Shares of Wellpoint (NYSE:WLP) were also lower, down 0.40% or $0.30 to close at $73.93.

No end game for Times

A late rally in U.S. equities saw the major indexes finish the Friday session in positive territory.

Both the Dow Jones Industrial Average and the S&P 500 closed 0.79% higher.

The Dow finished the session at 12,381.02, up 96.72.

The S&P 500 closed at 1,353.11, up 10.58.

The Nasdaq, meanwhile, ended the day 0.16% higher, closing at 2,303.35, up 3.57.

Class A shares of New York Times Co. traded lower on Friday, despite news that hedge funds Harbinger Capital Partners and Firebrand Partners disclosed in filings made on Thursday that they have increased their stake in the Times to approximately 16% from approximately 12%.

That news had Ed Atorino, a media analyst Benchmark Co., LLC, scratching his head on Friday.

Atorino told Prospect News that given that the voting for nine of the Times' 13 board members is restricted to holders of class B shares, which are held in a trust for the company's owners, the Sulzberger family, the Harbinger/Firebird proxy fight for the remaining four board seats is difficult to parse.

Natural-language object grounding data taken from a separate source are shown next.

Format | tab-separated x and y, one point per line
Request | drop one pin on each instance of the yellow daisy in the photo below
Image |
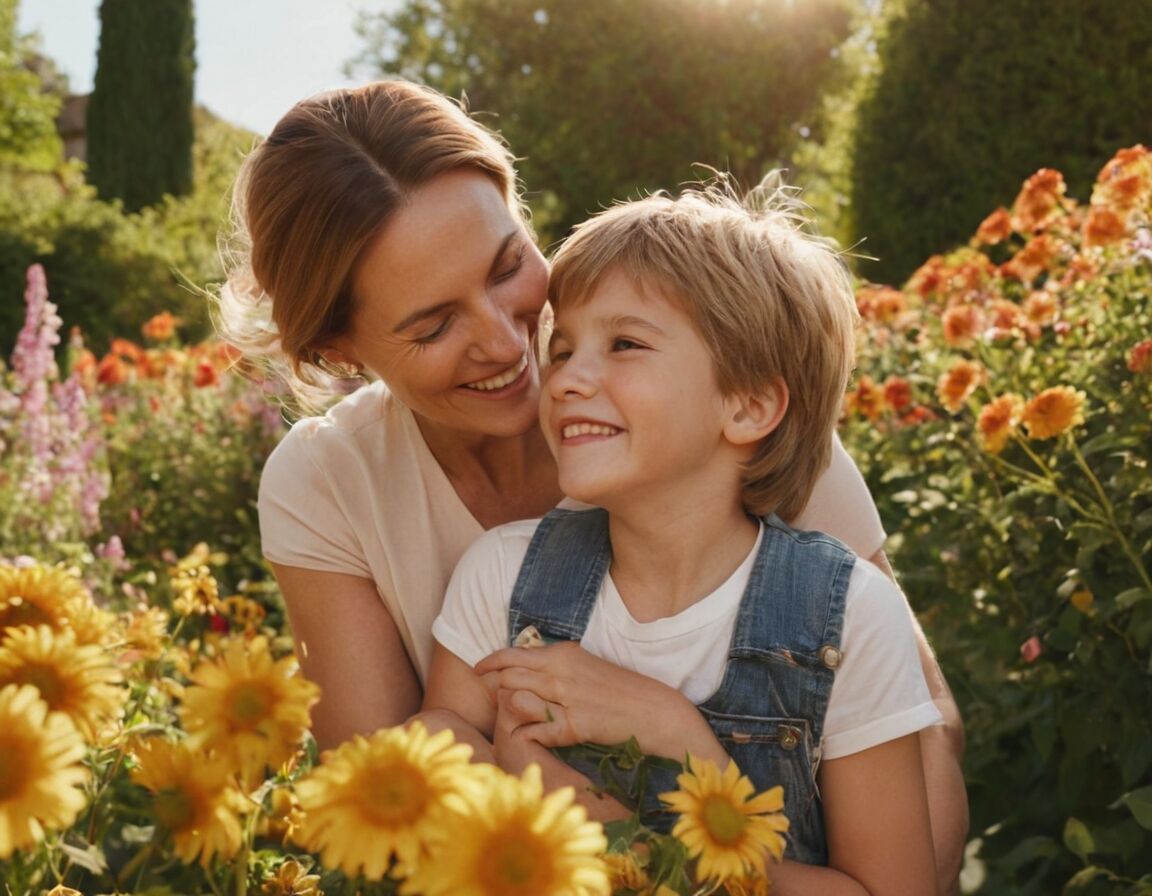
721	822
78	680
248	706
510	840
376	797
38	595
1053	411
194	798
40	769
292	879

"I don't see the end game here," the analyst said.

Antonino recounted that Harbinger wants the company to sell off all non-core assets, including the $1 billion New York Times building ("which it doesn't completely own," the analyst asserts) and sell its stakes in sports teams.

More astonishing to Atorino is that Harbinger wants the Times to sell the Boston Globe, at a time when the newspaper industry is depressed and the market for newspapers is down.

Equally astonishing, the media analyst added, is that Harbinger wants the company to sell About.com, a network of websites on topics including personal finance, consumer electronics, history and geography.

The About.com asset makes sense for the company, he asserted.

"Selling it would be a huge mistake."

New York Times shares (NYSE: NYT) closed at $19.03, down $0.66, or 3.35%, on Friday.

Noting that they had traded below $15.00 per share in mid-January, Atorino said the New York Times share price had gotten a nice boost from the Harbinger/Firebird buying spree.

However the shares may have drooped on Friday because people have a view that with a maximum of four seats on a 13 member board of directors, it is far from clear how Harbinger would advance its agenda.

Imperium to acquire ESS

Elsewhere, ESS Technology, Inc. and Imperium Partners Group, LLC announced that they entered into a merger agreement on Thursday under which Imperium will acquire all outstanding shares of ESS Technology for $1.64 per share in cash, representing a 36.67% premium over the closing price of ESS Technology's shares on Thursday.

The transaction is anticipated to close in mid-2008, subject to shareholder approval and certain other customary closing conditions.

ESS Technology, Inc. designs and markets high-performance digital video processors for the consumer market.

ESS Technology (Nasdaq: ESST)'s shares were up 26.67% on Friday, gaining $0.32 to close at $1.52.